At our house, we eat quite a bit of pork tenderloin. We love it because it is so versatile. You can braise it, bake it, roast it, slice it into medallions and saute it. Pork tenderloin is delicious in the smoker, on the grill and works great in a slow cooker too. We have pounded it thin and rolled it into delightful pinwheels with spinach, goat cheese and sundried tomatoes. One of my family’s favorites is my wife’s Provencal Pork Tenderloin with dijon and herbs de provence. So yummy.
HOW TO PREPARE PORK TENDERLOIN
When I was running my cooking school, so many people said that they avoided pork tenderloin simply because they were uncomfortable preparing the meat. I have found that one common thread for most home cooks is a discomfort in handling and preparing larger cuts of raw meat. Some people don’t like touching the meat while others just don’t know what to do with it.
Well, here’s a quick written guide on how to prepare a pork tenderloin.
- MISE EN PLACE: Getting everything ready. We will need a sharp paring or utility (6″) knife and a dishwasher safe cutting board. That’s about it!
- HANDLING: If you are not comfortable handling raw meat, here’s a quick tip: get some disposable latex gloves. I’ve heard from many people that they absolutely hate the feeling of the meat… the sliminess. Wearing disposable gloves will alleviate this feeling.
- PREPARATION: Open the package of tenderloins and remove both. Lay them out on the cutting board. Discard the juices and packaging (I pour the juice down the drain so the garbage doesn’t smell). Using your knife, trim off any loose pieces of fat. Next, we need to find the silver skin. It looks exactly as it sounds. The silver skin is about 4″ long. Once you see it, insert your paring knife right under the skin where you think it begins. Make sure the blade is pointing toward the nearest end of the loin. Carefully move the knife toward the end of the loin, slicing off a thin layer of the skin. Once you have exited the loin, simply slice off the flap and your pork tenderloin is ready to cook.

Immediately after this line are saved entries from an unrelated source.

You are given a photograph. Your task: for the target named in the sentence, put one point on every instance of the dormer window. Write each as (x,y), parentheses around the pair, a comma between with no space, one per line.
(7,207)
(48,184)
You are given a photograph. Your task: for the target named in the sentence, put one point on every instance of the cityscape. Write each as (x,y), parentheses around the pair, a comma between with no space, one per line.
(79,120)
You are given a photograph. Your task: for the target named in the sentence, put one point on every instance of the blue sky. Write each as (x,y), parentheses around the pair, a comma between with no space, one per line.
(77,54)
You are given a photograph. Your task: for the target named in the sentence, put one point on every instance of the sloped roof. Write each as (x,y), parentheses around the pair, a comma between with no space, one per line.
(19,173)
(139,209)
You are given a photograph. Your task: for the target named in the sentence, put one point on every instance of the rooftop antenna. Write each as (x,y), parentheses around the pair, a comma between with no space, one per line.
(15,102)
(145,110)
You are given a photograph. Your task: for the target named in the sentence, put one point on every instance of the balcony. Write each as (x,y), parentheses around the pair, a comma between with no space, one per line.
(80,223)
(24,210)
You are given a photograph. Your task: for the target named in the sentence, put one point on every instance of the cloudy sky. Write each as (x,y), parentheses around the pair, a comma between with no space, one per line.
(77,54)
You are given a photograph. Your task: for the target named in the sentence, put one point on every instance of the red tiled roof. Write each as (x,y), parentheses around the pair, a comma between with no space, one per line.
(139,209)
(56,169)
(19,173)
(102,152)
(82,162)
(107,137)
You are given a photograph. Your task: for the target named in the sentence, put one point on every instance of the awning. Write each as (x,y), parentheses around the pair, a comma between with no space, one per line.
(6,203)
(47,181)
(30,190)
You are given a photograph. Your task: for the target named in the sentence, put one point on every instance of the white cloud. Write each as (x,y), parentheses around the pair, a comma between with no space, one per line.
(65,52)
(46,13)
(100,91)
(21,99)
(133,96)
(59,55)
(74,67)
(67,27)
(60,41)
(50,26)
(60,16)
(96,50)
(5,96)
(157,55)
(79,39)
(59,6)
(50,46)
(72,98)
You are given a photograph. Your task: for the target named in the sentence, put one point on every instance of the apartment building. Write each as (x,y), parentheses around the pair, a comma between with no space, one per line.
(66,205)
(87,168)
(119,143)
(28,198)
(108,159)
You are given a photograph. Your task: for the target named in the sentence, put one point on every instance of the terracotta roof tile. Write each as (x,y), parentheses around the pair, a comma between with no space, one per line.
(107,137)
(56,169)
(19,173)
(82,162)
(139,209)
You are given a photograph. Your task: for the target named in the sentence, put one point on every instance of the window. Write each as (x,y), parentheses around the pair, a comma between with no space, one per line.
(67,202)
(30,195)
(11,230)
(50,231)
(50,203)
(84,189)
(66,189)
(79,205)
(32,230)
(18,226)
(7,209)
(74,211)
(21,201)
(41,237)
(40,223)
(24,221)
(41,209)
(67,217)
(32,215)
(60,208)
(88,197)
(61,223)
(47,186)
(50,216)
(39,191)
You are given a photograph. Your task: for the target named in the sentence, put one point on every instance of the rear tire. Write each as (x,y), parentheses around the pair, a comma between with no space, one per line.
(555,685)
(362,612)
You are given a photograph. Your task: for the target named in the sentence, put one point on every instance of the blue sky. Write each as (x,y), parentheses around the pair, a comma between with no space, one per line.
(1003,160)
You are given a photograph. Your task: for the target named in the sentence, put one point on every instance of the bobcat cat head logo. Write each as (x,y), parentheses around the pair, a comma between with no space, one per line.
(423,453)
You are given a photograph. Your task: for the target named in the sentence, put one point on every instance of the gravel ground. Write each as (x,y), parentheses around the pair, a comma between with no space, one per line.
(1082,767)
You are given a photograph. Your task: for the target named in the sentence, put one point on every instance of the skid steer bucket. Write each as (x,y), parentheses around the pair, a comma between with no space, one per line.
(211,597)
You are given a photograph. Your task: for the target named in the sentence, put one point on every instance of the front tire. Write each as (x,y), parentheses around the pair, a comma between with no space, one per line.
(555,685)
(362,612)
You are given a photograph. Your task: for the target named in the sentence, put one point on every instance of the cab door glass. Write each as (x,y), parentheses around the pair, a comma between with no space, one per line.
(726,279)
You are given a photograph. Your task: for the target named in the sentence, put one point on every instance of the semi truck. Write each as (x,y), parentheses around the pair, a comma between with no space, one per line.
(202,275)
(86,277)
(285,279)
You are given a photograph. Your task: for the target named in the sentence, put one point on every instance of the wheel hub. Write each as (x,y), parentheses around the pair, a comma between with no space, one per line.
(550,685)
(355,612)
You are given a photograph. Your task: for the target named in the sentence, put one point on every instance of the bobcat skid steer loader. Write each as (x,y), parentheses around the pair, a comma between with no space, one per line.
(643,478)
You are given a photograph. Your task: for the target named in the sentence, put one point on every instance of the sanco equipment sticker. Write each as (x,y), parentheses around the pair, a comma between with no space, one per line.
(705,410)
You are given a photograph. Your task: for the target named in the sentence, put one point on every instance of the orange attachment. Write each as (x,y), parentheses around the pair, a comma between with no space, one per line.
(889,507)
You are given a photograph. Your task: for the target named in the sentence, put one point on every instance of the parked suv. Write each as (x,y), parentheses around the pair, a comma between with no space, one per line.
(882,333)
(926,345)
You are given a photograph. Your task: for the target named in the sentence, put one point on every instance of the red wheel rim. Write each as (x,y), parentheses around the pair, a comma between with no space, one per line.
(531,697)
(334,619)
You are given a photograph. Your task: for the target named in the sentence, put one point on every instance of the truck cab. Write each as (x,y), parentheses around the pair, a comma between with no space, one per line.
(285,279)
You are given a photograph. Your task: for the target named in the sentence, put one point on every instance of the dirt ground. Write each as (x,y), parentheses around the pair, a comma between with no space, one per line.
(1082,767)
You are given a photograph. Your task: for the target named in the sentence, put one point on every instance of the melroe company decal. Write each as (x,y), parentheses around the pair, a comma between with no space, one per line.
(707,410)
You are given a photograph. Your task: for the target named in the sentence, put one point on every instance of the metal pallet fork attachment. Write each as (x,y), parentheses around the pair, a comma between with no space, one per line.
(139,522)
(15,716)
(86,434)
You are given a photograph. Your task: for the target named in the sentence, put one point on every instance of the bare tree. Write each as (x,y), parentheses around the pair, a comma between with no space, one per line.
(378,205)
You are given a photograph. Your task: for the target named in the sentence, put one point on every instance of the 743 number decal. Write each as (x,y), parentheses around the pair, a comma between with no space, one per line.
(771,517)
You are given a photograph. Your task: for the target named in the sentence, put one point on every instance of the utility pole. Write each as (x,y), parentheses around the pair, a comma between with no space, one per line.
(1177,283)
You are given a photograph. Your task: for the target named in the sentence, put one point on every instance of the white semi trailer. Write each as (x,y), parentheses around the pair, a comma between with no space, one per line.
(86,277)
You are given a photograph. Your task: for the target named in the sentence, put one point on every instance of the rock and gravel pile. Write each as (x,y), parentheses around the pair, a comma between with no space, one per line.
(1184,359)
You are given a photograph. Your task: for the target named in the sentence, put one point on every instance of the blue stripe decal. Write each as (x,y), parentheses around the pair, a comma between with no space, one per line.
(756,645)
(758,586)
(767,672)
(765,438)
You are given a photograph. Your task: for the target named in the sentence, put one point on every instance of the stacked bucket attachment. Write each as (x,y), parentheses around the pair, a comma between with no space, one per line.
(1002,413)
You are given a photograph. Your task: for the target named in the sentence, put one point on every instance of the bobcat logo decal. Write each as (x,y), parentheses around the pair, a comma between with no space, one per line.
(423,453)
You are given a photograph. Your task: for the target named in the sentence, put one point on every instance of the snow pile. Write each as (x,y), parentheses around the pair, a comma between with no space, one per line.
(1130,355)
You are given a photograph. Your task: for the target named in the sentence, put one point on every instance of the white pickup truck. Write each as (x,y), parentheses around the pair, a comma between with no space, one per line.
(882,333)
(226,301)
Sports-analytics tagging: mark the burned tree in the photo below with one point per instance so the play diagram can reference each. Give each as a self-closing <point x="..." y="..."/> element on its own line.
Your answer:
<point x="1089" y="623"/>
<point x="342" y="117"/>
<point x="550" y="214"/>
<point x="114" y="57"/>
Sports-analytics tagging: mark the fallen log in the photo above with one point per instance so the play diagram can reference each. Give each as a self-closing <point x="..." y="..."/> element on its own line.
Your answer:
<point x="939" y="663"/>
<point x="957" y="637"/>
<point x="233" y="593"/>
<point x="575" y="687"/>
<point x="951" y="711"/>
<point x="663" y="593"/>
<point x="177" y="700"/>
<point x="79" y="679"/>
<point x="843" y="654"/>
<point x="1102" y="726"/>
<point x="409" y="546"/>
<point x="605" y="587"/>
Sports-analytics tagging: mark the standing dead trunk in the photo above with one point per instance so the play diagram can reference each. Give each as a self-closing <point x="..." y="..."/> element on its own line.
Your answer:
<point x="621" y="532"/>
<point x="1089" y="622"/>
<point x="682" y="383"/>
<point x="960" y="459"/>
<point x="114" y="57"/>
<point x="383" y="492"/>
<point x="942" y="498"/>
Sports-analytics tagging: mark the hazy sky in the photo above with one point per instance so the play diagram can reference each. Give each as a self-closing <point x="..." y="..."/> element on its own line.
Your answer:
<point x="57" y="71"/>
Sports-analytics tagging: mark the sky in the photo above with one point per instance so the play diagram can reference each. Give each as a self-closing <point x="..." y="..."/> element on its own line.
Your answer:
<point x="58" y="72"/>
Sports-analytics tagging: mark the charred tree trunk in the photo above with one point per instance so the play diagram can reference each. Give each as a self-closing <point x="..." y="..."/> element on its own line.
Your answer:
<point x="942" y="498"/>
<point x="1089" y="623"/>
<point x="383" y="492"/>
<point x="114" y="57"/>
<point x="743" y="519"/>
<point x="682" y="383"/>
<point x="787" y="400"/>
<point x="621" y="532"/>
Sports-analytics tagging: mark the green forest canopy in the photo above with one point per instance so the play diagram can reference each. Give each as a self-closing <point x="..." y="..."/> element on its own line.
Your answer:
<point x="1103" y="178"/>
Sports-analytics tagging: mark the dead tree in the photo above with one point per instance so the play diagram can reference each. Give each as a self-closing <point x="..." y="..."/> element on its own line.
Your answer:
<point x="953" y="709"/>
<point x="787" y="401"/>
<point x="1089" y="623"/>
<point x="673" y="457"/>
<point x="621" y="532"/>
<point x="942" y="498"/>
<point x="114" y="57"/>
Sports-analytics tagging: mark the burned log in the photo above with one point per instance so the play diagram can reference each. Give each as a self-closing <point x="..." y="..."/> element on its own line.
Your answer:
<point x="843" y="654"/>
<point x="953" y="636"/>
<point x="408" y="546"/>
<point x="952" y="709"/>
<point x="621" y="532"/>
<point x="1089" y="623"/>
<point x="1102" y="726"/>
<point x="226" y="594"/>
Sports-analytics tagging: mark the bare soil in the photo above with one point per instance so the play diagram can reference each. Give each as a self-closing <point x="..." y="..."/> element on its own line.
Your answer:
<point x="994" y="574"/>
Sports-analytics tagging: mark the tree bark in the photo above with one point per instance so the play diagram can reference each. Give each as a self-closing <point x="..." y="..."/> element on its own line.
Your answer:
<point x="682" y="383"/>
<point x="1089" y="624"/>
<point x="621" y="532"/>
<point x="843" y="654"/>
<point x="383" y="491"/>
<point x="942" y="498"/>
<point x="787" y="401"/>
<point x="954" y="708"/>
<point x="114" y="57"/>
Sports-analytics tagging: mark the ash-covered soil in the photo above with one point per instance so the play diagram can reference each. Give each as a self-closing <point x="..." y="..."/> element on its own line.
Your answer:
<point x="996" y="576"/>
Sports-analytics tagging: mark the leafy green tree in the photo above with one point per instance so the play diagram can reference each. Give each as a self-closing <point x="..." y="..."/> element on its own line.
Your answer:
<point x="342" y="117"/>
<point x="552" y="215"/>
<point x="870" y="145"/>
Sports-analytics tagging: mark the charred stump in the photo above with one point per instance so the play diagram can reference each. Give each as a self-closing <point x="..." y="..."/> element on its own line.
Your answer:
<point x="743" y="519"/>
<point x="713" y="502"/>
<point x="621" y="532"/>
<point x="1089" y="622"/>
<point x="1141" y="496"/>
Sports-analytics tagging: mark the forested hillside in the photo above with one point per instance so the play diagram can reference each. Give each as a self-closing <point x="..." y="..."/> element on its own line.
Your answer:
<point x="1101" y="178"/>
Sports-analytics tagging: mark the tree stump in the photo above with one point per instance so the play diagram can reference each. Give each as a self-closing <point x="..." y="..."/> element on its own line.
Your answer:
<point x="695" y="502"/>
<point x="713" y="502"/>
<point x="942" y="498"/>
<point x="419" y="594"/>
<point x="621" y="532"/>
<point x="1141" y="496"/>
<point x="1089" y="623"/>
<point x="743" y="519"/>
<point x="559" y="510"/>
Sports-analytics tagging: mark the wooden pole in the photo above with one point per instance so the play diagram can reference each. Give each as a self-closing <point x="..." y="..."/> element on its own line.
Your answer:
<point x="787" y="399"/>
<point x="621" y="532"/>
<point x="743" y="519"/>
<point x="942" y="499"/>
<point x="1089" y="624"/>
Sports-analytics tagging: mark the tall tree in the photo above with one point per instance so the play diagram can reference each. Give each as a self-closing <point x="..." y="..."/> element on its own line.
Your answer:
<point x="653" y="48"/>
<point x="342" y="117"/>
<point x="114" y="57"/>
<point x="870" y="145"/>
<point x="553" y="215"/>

QUICK COOKING TIP: For this recipe, we’re going to make a garlic paste that will be added into the loin before we cook it. You can make the garlic paste a few ways… Let’s take a minute to discuss.
- With a Chef’s Knife: This method takes a little time, patience and knife skills. If you don’t have any of these, please move to the next method! If you’re up to the challenge, here goes. First, mince the garlic well. Then sprinkle with two pinches of kosher salt. It needs to be a salt with a large grain because that will help to break down the garlic. Lay the blade of your knife on the garlic and salt, parallel to your cutting board. Place some pressure on the blade side of the knife and draw back over the garlic. Do this several times. You will see the garlic breaking down. Scrape back into a pile and repeat until a paste forms. Add in the chopped parsley another good pinch of salt and repeat. Add in the rosemary and mix well. You will soon have a wonderfully aromatic paste for the roasted pork tenderloin.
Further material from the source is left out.